The effectiveness of an emergency intervention also depends on the ability to provide a quick response, on flexibility, on manoeuvrability, and on rallying public opinion.

Projects – moving beyond health  

In this context, Première Urgence Internationale launched two urgent projects: a health project and a multi-sectoral project1. In Nangarhar and Kunar provinces, mobile clinics help to provide healthcare and psychological support to the people.

Over 26 days of work, the teams from Première Urgence Internationale were able to organise 15 00 high-quality primary consultations each month, equivalent to 57 consultations per day.

As Elise reminds us,

healthcare is central to Première Urgence Internationale’s mission in Afghanistan, but the multitude of needs from populations experiencing crisis situations requires a broader emergency response that also covers mental health. 

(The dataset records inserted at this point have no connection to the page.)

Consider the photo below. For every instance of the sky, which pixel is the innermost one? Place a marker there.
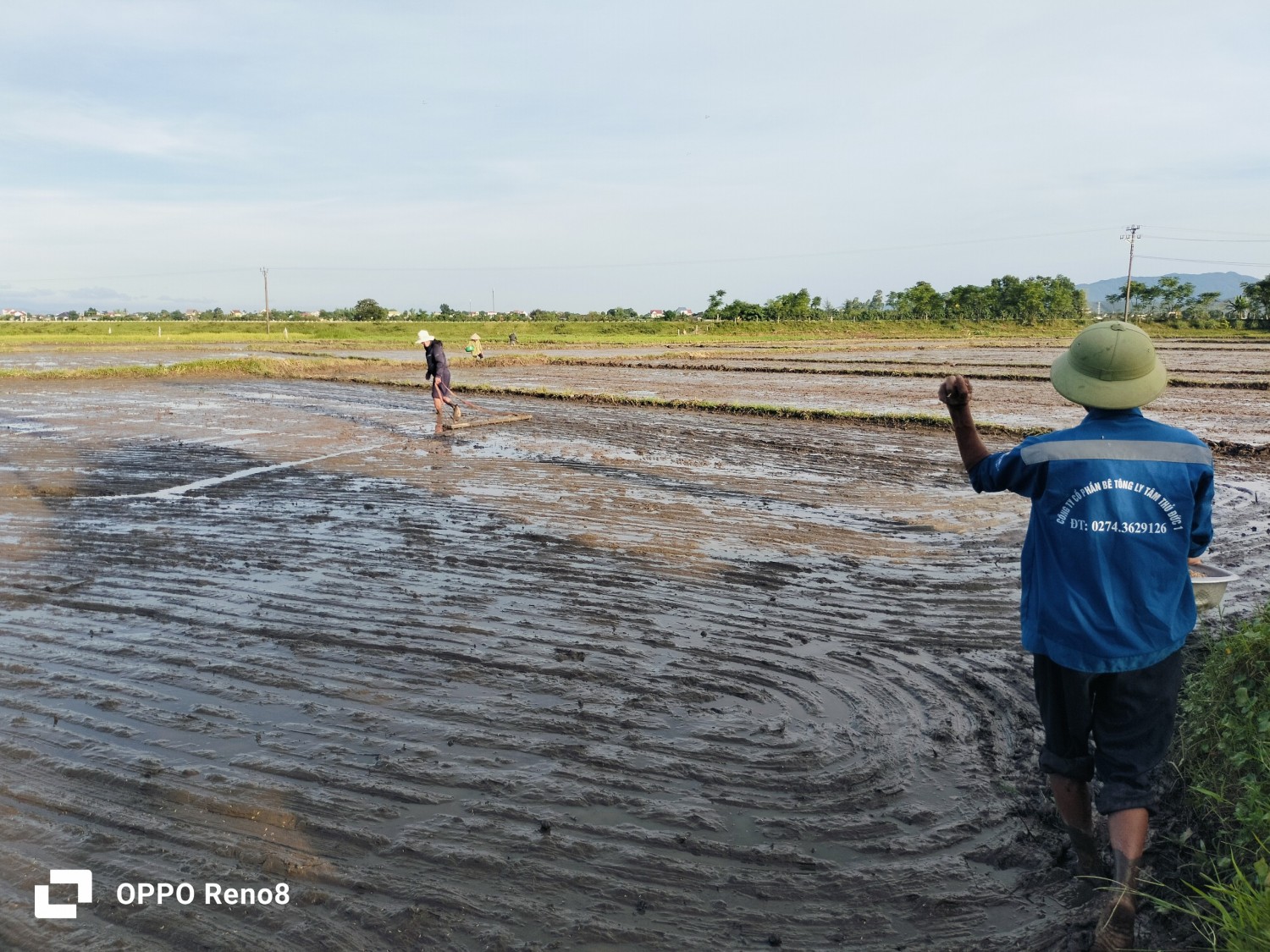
(591, 154)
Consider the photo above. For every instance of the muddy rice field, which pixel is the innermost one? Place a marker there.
(612, 678)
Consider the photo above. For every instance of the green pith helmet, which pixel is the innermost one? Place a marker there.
(1110, 366)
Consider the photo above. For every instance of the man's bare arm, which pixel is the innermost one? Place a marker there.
(955, 393)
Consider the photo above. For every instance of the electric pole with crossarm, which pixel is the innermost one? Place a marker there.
(267, 322)
(1130, 236)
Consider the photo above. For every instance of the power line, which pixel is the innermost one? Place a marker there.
(1132, 235)
(587, 267)
(1206, 261)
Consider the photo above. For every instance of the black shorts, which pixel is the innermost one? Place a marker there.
(1129, 715)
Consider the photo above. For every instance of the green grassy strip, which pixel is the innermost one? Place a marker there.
(1223, 751)
(347, 370)
(572, 332)
(785, 413)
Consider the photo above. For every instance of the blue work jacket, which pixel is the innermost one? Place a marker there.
(1118, 505)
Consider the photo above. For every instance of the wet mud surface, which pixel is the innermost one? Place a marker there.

Stripped of their dignity and decent living conditions, displaced people and returnees often suffer from mental illnesses. Coupled with this, the trauma caused by violence and sudden displacement, especially among women and children, can result in complications that require specific treatment.

In the Kunar and Nangarhar provinces, Première Urgence Internationale has implemented psychological support services in coordination with the ministry’s mental health department. The service is available via mobile clinics, where a psychologist can carry out screening, provide advice, and direct the patient to a specialist. As mental health is too often overlooked, our teams are working to raise people’s awareness of the issue through campaigns.

Mental health first aid is a training programme where teams explain to adults and children that they all have within them the tools and resources needed to emerge from their negative situation,

adds Elise.

This first point of contact is a decisive step in treating patients. However, some trauma require long-term treatments along with significant support. As Elise explains,

the best solution would be to have a facility for psychological consultations.

Unfortunately, Afghanistan’s healthcare system is not currently able to deal with the issue because of social prejudices and a lack of local professionals.


1 The health project is funded by ECHO (The European Commission’s directorate-general for European civil protection and humanitarian aid operations) and the multi-sectoral project is funded by the CHF (Common Humanitarian Fund).